[2115] in Kerberos-V5-bugs
my crib sheet on getting a slave server up and running with beta-6
daemon@ATHENA.MIT.EDU (Stephen M. Kenton)
Thu Jul 25 17:15:15 1996
From: "Stephen M. Kenton" <skenton@ou.edu>
To: <krb5-bugs@MIT.EDU>
Date: Thu, 25 Jul 1996 16:13:51 -0500
Here is a copy of my crib sheet for kerberos slave servers. I just
updated
it for beta-6. They inter-operated with the beta-5 and earlier versions.
I
figured that other people would probably appreciate it, rough though it
may be.
Building a Kerberos 5 beta-6 slave
The BETA6 stuff has been tested on Solaris 2.5 It works here, your
mileage may vary. Installing current (~4.9.3) versions of bind/named
can modify some of the include files and shared libraries. The
installs described below were done before upgrading to the new bind.

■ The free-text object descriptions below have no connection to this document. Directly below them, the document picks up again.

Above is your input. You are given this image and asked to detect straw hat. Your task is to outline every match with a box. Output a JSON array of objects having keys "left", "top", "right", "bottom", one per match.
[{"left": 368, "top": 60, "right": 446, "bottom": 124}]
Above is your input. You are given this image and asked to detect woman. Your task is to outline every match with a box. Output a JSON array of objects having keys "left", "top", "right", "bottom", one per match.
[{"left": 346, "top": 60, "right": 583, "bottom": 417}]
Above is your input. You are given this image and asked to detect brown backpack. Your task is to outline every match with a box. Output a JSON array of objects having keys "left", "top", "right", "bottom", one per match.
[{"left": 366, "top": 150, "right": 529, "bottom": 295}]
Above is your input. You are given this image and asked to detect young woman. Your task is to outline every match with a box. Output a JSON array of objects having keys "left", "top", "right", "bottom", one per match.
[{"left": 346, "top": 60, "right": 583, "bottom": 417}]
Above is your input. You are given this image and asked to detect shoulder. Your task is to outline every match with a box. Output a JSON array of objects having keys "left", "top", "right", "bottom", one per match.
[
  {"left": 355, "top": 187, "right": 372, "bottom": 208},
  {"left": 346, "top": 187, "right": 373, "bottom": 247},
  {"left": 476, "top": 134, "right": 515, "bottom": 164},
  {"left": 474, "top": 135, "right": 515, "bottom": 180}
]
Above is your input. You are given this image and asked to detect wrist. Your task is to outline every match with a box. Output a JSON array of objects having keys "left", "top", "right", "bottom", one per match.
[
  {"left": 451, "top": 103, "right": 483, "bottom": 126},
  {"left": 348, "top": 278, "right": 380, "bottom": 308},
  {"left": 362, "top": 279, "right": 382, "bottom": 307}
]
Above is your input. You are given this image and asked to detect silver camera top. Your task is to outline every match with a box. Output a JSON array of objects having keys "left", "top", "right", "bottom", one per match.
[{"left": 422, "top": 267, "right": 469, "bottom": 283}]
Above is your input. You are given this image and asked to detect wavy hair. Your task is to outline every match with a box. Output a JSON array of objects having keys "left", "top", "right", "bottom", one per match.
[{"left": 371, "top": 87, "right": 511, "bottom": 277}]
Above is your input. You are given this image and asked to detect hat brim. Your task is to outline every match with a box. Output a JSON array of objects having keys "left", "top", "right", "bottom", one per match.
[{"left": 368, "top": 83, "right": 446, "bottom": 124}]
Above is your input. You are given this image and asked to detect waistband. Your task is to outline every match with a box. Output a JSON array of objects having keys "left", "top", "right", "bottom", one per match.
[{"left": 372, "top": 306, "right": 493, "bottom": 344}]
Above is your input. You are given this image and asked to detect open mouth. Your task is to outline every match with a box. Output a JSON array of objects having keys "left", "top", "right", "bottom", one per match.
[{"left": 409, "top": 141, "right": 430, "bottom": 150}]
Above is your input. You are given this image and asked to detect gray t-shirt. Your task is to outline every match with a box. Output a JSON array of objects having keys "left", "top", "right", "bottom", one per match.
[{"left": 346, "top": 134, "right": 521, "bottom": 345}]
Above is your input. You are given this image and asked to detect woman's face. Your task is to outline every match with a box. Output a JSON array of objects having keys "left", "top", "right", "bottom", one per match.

If you have already upgraded bind you will have a bit more lint
picking to do in the compile stage. You are on your own there. KRB5-6
Builds out of the box.
First you need a working master. Untar the source for Kerberos 5 and
configure it with:
cd src
./configure
or if you use gcc
./configure --with-cc=gcc --with-ccopts=-i
Now build the executables and install them in the standard places.
Fix any minor lint type problems (probably bind induced) until it
completes without errors. One caveat, ar and strip need to be in the
search path of the person building and installing it. The build can
be done anywhere by a non priv user, but the make install requres an
su root since it creates and fills the /usr/local/lib/krb5kdc
directory and requires files be added to /etc.
make
make check
make install
Set up the config files for your REALM and servers /etc/krb5.conf
Remember to create the database and start the kdc process on the
master (as described below).
Once you have kerberos 5 running as a master, build and install it
again on a second machine that is going to be the slave. There are
only a few differences between a master and a slave configuration.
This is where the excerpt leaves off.